Likewise, in pranks with Andre and Howery’s characters, they found themselves acting as one anothers “hype men” and “ping-ponging” energy in scenes.
Audiences would be shocked to find out that an extremely explicit Chinese finger trap scene happened to be shot on Lil Rel Howery’s first day and he quite literally did have to go from “zero to 100.”
What the audience does not see in the film is when a man pulled out a knife and threatened Andre and Howery if they did not leave the restaurant. This chaotic scene and a scene that takes place with a gorilla are arguably the most shocking in the whole film, but “Bad Trip” still manages to balance shock and humor with the fact that they are filming with real people.
“Comedy is a game of millimeters. You need to make sure that comedy doesn’t land in the realm of bad taste” Andre explained, “Intent and context are the DNA to make a comedic event feel good.” These two components, intent and context, are very apparent to viewers while watching “Bad Trip.” It is able to balance absurd pranks with a succinct narrative.
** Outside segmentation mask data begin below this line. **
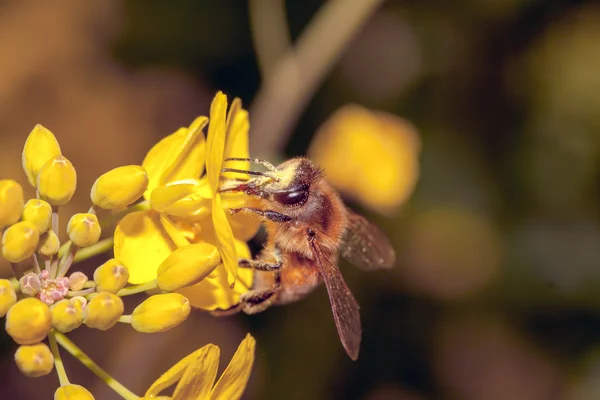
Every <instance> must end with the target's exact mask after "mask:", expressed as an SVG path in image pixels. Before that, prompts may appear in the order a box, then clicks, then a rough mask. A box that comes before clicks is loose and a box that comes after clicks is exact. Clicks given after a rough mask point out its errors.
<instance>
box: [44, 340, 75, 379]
mask: <svg viewBox="0 0 600 400" xmlns="http://www.w3.org/2000/svg"><path fill="white" fill-rule="evenodd" d="M48 341H49V342H50V350H51V351H52V355H53V356H54V367H55V368H56V373H57V374H58V380H59V382H60V386H65V385H68V384H69V383H70V382H69V378H68V377H67V371H66V370H65V366H64V364H63V363H62V358H61V357H60V352H59V351H58V345H57V344H56V336H55V335H54V331H50V332H48Z"/></svg>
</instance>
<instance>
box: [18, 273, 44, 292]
mask: <svg viewBox="0 0 600 400" xmlns="http://www.w3.org/2000/svg"><path fill="white" fill-rule="evenodd" d="M19 286H20V287H21V293H23V294H24V295H26V296H35V295H36V294H37V293H38V292H39V291H40V290H41V289H42V281H41V280H40V277H39V276H38V274H34V273H33V272H30V273H28V274H27V275H24V276H23V277H21V279H19Z"/></svg>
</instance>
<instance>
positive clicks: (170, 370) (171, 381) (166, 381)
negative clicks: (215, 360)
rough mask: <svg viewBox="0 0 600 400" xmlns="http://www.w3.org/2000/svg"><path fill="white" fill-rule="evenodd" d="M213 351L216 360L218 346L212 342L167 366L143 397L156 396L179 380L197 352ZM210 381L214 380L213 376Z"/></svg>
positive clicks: (217, 355)
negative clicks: (217, 346)
mask: <svg viewBox="0 0 600 400" xmlns="http://www.w3.org/2000/svg"><path fill="white" fill-rule="evenodd" d="M215 351H216V355H217V360H218V359H219V348H218V347H217V346H215V345H213V344H209V345H206V346H204V347H202V348H200V349H198V350H196V351H195V352H193V353H191V354H188V355H187V356H186V357H184V358H182V359H181V360H179V361H178V362H177V364H175V365H173V366H172V367H171V368H169V370H168V371H167V372H165V373H164V374H162V375H161V376H160V378H158V379H157V380H156V381H155V382H154V383H153V384H152V385H151V386H150V388H148V390H147V391H146V393H145V395H144V397H149V398H152V397H156V396H158V395H159V394H160V392H162V391H163V390H165V389H166V388H168V387H169V386H171V385H173V384H174V383H175V382H177V381H179V380H180V379H181V378H182V377H183V374H184V373H185V371H186V369H187V367H188V366H189V365H190V363H192V362H194V361H195V360H196V358H197V357H198V354H201V353H209V354H210V353H214V352H215ZM216 368H218V364H217V366H216V367H215V369H216ZM206 372H207V374H210V369H207V371H206ZM215 374H216V371H215ZM212 382H214V378H213V381H212ZM212 382H211V384H212Z"/></svg>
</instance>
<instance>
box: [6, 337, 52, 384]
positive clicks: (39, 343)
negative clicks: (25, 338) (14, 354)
mask: <svg viewBox="0 0 600 400" xmlns="http://www.w3.org/2000/svg"><path fill="white" fill-rule="evenodd" d="M15 361H16V362H17V367H19V369H20V370H21V372H22V373H23V375H25V376H29V377H30V378H37V377H39V376H44V375H48V374H49V373H50V372H51V371H52V368H53V367H54V356H53V355H52V353H51V352H50V349H49V348H48V346H46V344H44V343H38V344H34V345H32V346H19V348H18V349H17V352H16V353H15Z"/></svg>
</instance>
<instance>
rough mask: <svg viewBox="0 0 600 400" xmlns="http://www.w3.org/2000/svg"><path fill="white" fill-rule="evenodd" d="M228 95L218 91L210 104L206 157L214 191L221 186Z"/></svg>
mask: <svg viewBox="0 0 600 400" xmlns="http://www.w3.org/2000/svg"><path fill="white" fill-rule="evenodd" d="M226 111H227V96H225V95H224V94H223V93H221V92H217V94H216V95H215V98H214V99H213V102H212V104H211V106H210V125H209V126H208V138H207V144H206V147H207V150H208V154H207V157H206V175H207V177H208V181H209V182H210V187H211V188H212V190H213V192H216V190H217V188H218V186H219V175H220V174H221V167H222V165H223V153H224V151H225V136H226V127H227V125H226V121H225V113H226Z"/></svg>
Andre and other members of the writing teams were forced to write from a different perspective than they are used to. Instead of just writing from a “jokey” place, it was imperative that they had a solid narrative as well.
“Bad Trip” is a wild ride from start to finish that keeps viewers on the edge of their seat. The film wonderfully combines chaotic comedy with an engaging storyline.
Stream “Bad Trip” on Netflix any time.